En 1993, la gauche perd à nouveau les législatives et c’est, pour la deuxième fois, le temps de la cohabitation. Mais avec un changement d’ampleur. C’est, cette fois, Balladur qui s’installe à Matignon. Le Lorier est appelée aussitôt à rejoindre le cabinet du premier ministre ; elle appartient au petit cercle restreint des conseillers les plus écoutés. Elle est en charge de l’ensemble des affaires économiques, puis verra son domaine d’action élargi aux affaires européennes.

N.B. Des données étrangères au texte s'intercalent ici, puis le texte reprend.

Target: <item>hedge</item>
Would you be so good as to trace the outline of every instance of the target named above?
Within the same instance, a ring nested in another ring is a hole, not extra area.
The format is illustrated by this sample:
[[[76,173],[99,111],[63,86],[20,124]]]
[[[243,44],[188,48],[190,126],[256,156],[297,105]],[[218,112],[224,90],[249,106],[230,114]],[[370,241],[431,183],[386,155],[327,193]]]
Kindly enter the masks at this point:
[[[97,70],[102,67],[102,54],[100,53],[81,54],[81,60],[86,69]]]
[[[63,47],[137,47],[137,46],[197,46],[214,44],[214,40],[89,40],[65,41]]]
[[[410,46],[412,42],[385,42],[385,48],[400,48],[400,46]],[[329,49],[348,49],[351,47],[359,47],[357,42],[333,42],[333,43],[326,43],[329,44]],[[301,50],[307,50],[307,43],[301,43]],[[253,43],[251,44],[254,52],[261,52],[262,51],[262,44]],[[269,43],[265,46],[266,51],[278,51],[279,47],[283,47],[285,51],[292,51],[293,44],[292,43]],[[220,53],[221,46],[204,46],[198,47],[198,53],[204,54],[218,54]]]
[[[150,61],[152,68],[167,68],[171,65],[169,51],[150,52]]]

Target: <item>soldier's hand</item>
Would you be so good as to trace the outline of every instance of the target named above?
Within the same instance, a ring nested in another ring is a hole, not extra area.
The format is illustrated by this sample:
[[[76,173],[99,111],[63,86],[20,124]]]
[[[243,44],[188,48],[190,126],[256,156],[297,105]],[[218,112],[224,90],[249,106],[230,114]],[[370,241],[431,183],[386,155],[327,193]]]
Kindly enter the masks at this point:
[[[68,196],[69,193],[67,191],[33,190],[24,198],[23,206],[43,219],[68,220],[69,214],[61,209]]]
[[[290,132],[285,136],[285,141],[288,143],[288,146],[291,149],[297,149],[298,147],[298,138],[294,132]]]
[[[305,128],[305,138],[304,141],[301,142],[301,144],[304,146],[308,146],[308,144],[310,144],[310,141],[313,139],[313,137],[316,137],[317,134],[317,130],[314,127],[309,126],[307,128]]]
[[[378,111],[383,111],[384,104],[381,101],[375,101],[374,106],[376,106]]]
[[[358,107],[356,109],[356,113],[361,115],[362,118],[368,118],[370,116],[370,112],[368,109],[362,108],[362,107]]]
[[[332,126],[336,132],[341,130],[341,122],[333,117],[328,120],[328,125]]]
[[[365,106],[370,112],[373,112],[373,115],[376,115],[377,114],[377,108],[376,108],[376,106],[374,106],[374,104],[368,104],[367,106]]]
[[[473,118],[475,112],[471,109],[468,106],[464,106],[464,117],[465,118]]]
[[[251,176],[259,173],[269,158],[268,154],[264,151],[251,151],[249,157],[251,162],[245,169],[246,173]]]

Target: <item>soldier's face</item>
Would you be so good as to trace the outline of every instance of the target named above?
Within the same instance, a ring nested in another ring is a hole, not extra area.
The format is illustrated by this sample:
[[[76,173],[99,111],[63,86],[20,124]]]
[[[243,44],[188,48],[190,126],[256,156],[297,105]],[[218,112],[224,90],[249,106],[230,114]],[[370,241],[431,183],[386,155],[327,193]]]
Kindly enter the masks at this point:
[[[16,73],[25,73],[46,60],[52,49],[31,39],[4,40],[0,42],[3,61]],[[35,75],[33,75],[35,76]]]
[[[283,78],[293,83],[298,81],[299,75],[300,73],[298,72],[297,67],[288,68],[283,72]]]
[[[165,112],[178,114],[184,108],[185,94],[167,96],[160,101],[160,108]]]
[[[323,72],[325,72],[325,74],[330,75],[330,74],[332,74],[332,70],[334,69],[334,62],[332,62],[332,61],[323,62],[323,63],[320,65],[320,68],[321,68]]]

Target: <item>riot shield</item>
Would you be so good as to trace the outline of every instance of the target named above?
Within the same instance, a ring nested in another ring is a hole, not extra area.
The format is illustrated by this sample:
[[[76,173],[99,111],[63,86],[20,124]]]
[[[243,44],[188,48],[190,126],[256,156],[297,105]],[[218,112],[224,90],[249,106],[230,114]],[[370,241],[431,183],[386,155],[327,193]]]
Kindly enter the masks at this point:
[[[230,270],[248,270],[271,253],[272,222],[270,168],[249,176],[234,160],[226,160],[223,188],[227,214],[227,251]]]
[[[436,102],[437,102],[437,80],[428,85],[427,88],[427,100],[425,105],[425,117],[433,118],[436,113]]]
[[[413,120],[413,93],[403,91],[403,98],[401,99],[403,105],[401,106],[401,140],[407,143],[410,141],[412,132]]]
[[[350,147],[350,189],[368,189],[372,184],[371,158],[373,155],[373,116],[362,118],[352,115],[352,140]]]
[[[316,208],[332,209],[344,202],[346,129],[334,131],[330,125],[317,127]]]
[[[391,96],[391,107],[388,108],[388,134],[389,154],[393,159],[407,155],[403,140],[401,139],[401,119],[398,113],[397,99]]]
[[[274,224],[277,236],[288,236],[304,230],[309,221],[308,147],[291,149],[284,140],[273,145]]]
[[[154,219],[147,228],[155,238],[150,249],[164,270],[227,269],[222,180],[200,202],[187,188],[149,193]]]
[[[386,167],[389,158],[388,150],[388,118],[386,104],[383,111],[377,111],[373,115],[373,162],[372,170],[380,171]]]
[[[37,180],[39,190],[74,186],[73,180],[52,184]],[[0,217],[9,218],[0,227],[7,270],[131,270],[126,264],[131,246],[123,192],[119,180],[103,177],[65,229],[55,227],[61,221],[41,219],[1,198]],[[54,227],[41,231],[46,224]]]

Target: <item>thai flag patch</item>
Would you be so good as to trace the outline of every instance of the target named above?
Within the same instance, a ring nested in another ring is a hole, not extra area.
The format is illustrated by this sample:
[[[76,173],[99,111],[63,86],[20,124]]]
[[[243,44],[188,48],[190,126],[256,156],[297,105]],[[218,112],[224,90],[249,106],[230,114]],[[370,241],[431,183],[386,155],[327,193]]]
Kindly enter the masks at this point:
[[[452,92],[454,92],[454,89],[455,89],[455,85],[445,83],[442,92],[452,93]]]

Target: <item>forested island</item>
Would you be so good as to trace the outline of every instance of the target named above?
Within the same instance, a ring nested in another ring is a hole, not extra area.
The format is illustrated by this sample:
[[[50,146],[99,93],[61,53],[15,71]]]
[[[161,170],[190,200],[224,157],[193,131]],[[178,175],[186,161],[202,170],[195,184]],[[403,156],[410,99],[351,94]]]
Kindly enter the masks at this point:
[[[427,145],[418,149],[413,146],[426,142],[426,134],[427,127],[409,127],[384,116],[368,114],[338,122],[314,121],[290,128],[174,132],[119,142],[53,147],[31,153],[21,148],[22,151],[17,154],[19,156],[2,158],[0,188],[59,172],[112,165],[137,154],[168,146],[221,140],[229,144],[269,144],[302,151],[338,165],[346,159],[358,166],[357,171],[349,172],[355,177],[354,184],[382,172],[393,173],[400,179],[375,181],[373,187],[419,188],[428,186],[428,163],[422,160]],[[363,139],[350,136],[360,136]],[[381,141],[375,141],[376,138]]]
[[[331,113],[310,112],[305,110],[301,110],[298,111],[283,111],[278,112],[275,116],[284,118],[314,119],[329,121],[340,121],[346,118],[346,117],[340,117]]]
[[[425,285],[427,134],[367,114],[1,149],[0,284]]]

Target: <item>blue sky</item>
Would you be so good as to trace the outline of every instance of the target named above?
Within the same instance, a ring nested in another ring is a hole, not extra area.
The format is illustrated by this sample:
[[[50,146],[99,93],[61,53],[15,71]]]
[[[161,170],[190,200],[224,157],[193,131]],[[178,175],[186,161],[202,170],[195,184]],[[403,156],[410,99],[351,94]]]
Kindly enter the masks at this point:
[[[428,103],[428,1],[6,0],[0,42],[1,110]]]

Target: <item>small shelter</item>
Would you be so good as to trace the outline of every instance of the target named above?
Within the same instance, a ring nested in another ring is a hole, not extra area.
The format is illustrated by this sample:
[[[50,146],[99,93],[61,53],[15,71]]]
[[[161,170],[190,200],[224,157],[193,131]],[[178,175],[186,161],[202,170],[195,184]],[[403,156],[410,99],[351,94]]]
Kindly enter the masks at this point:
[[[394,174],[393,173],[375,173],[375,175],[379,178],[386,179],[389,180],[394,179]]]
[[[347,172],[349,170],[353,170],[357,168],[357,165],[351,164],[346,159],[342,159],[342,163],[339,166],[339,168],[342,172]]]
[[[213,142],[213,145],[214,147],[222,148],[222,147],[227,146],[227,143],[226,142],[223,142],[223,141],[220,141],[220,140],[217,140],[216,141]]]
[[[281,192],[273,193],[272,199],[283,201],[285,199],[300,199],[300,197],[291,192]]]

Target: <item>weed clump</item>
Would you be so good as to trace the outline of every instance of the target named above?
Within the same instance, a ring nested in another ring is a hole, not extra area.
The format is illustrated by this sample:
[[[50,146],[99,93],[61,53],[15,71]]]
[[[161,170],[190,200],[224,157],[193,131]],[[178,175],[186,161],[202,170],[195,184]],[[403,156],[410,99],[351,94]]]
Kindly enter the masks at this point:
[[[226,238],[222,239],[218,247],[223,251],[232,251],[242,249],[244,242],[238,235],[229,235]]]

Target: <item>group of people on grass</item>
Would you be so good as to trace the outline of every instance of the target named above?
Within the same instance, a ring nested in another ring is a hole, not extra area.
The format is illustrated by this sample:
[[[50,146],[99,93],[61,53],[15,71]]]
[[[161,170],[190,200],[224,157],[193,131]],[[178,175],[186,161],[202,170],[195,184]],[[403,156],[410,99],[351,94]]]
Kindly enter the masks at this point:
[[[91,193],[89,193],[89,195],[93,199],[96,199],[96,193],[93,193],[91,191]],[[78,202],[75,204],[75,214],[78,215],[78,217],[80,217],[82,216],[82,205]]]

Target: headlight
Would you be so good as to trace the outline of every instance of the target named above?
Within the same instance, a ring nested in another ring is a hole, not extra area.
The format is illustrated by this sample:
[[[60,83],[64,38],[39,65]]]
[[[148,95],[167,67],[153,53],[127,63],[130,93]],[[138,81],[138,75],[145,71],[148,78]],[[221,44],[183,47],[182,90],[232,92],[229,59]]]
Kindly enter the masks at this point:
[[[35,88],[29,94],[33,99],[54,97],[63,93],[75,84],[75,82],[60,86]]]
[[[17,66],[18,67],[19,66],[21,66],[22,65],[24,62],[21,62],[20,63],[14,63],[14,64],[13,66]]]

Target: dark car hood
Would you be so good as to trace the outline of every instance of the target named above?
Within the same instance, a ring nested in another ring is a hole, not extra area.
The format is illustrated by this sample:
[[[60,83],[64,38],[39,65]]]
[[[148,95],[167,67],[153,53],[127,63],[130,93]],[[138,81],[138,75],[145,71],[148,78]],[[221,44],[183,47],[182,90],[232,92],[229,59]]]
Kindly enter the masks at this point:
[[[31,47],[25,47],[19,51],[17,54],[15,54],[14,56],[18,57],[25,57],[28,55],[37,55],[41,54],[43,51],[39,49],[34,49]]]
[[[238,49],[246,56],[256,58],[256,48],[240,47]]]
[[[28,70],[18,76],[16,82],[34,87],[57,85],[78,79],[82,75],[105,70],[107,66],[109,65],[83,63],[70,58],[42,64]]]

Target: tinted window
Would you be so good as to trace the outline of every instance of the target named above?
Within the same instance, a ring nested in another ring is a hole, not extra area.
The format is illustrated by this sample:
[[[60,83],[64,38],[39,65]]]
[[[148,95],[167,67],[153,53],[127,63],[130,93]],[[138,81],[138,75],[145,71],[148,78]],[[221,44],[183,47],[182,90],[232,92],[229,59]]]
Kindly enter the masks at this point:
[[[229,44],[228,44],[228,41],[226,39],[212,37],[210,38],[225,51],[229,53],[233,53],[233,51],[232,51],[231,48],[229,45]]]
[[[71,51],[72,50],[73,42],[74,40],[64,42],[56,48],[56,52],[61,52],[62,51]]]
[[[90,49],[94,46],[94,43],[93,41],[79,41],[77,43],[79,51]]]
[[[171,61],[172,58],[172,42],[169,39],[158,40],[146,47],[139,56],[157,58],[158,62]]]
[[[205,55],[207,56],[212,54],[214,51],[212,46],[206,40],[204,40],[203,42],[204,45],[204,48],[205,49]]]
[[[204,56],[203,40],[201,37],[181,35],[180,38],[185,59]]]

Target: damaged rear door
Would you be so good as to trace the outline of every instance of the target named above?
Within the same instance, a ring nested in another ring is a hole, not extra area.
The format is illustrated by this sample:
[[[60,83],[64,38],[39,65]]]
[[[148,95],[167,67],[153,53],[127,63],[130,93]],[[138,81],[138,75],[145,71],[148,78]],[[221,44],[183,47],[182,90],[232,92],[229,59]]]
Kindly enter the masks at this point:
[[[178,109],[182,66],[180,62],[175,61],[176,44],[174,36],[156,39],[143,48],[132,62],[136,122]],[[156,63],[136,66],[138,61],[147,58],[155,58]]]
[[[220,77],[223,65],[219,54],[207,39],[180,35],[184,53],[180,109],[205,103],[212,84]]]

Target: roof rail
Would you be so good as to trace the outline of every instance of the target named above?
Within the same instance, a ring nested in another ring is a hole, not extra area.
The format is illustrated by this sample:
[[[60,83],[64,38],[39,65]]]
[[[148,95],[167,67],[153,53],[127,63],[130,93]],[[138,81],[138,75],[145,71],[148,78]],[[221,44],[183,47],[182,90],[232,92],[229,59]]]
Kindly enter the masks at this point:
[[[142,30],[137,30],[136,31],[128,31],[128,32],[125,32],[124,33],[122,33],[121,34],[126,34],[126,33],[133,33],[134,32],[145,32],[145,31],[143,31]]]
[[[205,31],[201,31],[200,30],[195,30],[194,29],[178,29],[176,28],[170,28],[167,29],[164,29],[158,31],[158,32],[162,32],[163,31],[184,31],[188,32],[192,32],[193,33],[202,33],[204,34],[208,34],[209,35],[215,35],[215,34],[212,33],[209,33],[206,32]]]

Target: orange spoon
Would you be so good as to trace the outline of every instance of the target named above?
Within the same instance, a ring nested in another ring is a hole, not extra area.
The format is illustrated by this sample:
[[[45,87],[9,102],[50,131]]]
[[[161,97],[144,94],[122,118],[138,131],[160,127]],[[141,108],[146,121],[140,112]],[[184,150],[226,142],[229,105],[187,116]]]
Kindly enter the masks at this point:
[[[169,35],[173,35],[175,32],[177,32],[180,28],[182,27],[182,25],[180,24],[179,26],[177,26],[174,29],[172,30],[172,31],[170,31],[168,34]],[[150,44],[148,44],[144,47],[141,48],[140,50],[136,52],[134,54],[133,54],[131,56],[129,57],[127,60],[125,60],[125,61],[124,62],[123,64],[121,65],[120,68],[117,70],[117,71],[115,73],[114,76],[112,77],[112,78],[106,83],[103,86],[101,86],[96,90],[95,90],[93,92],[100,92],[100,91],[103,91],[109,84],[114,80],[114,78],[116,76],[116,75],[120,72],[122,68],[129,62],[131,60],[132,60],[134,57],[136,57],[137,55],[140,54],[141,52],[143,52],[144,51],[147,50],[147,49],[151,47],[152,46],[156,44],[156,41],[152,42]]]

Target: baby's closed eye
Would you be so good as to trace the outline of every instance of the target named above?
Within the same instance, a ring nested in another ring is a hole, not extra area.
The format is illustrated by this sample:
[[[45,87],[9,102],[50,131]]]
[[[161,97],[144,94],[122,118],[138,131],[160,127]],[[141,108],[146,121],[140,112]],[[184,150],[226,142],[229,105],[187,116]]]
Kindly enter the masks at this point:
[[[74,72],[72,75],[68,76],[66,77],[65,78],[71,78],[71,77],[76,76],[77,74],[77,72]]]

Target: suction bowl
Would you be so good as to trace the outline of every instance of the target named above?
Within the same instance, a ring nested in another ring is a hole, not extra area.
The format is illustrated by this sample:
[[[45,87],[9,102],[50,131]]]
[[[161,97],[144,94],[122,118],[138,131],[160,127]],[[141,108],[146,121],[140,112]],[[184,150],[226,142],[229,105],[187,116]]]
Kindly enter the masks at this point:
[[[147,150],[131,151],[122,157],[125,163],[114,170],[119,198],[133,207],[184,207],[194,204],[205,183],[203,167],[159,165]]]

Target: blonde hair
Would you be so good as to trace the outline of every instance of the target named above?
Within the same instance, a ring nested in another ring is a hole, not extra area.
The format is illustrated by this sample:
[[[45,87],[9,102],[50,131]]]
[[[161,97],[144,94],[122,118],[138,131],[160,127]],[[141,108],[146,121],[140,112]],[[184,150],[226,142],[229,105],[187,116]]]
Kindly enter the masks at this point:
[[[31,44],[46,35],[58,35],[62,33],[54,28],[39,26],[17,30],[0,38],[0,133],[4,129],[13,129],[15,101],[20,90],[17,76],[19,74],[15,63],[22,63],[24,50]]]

Deux années très denses, on l’a vu, avec notamment la dévaluation du franc CFA. Elle va gérer non seulement l’avant mais aussi l’après dévaluation (accompagnée par des aides exceptionnelles), prônera « le langage de la vérité [qui] est plus utile que celui du paternalisme », refusera de laisser penser que Paris conduit une politique « d’abandon » de l’Afrique et niera avoir prononcé en « off » quelques phrases assassines sur certains chefs d’Etat africains. A noter qu’elle sera du voyage à Yamoussoukro à l’occasion des obsèques de Félix Houphouët-Boigny, le 3 février 1994.

En 1995, Balladur est éliminé de la bataille pour la présidentielle dès le premier tour**. Avec seulement 18,5 % des voix. Il arrivait derrière Chirac et Lionel Jospin. Les « balladuriens » vont se retrouver sur la touche et vivre des jours difficiles. Le Lorier va devoir patienter plus d’un an avant de retrouver un job à la direction du Trésor où elle sera nommée chef du service des participation et des financement avec pour principal dossier la restructuration de l’industrie de la défense. En 1997, les « chiraquiens », à leur tour, mordent la poussière. A la suite des législatives anticipées, c’est Jospin qui s’installe à Matignon pour cinq ans ; la plus longue cohabitation que la France de la Vème République ait jamais connue !

* A noter qu’en novembre 2003, Jacques Chirac a lancé l’idée d’un « impôt mondial » pour financer le développement. Landau sera le patron du groupe de travail mis en place. Cela donnera un rapport de 150 pages (« Les nouvelles contributions financières internationales ») présenté au chef de l’Etat à la mi-septembre 2004 (cf. LDD France 0269/Jeudi 31 mars 2005).

** A cent jours de la présidentielle française 2012, rappelons que, voici 18 ans tout juste, selon un sondage publié le mercredi 12 janvier 1994, la cote de popularité d’Edouard Balladur était au top, atteignant 60 % d’opinions. C’est le mercredi 12 janvier 1994 d’ailleurs, à compter de 0 heure, que le franc CFA sera dévalué après quarante-six années de parité fixe avec le franc français. La fin d’une époque. L’annonce en avait été faite, la veille, à 20 h 50, à l’hôtel Méridien-Président de Dakar, par Antoine Ntsimi, ministre camerounais des Finances. Il y avait là Michel Roussin, ministre de la Coopération, Michel Camdessus, directeur général du FMI, Charles Konan Banny, gouverneur de la BCEAO, Jean-Michel Severino et Jean-Marc Simon, deux proches collaborateurs de Roussin.